Novel Molecular Targets for the Treatment of HIV-Associated Neurocognitive Disorders

Approximately 50% of HIV-infected individuals develop HIV-Associated Neurocognitive Disorders (HAND), manifested by declined motor/cognitive functions. Activation of peroxisome proliferator-activated receptor gamma (PPARγ), a transcription factor known to regulate glucose/lipid metabolism can also exert anti-HIV/anti-inflammatory effects. We hypothesized that PPARγ activation by a novel partial agonist, INT131, could suppress HIV-associated brain inflammation in vivo, in an ecotropic HIV-1 (EcoHIV) mouse model representative of HAND. The goal of this presentation is to discuss the role of INT131 in reversing infectivity and inflammation in brain regions of EcoHIV infected mice.

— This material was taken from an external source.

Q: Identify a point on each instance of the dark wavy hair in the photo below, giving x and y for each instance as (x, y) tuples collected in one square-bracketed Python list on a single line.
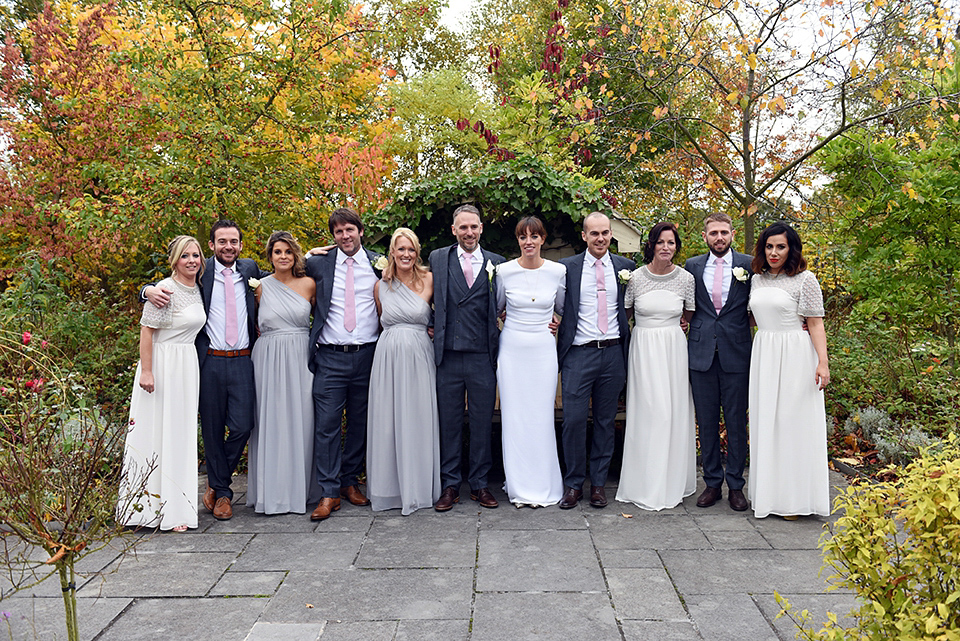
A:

Using qPCR analysis, we have quantified markers for viral genes (Vif , Tat), inflammatory cytokines/chemokines, blood-brain barrier (BBB) tight junction proteins, and examined BBB permeability applying the NaF permeability assay, post intracranial injection of saline or EcoHIV (2x108 pg/ml) in: i) non infected mice, ii) infected EcoHIV mice, and iii) infected EcoHIV mice treated with daily oral administration of INT131 (50 mg/kg/day).
Compared to saline injected controls, exposure of mice to EcoHIV, significantly increased the mRNA expression of viral genes (Vif and Tat), inflammatory markers (Tnf-α, Il-1b, Il-6, and Ifn-γ) and decreased BBB markers (Ocln, Cldn5 and Tjp-1) in brain regions. INT131 significantly reduced the expression of inflammatory markers and restored the expression of BBB markers to control levels. We also observed a significant increase in BBB integrity, in vivo, measured by the NaF assay, with INT131 treatment in the EcoHIV mouse model.

Together, our work reveals that PPARγ could constitute a potential novel molecular target for the treatment/prevention of HIV-1 associated brain inflammation, BBB dysfunction and/or HAND. Future behavioural studies will investigate the efficacy of INT13l in reversing neurocognitive deficits in the EcoHIV mouse model. (Supported by Canadian Institutes of Health Research).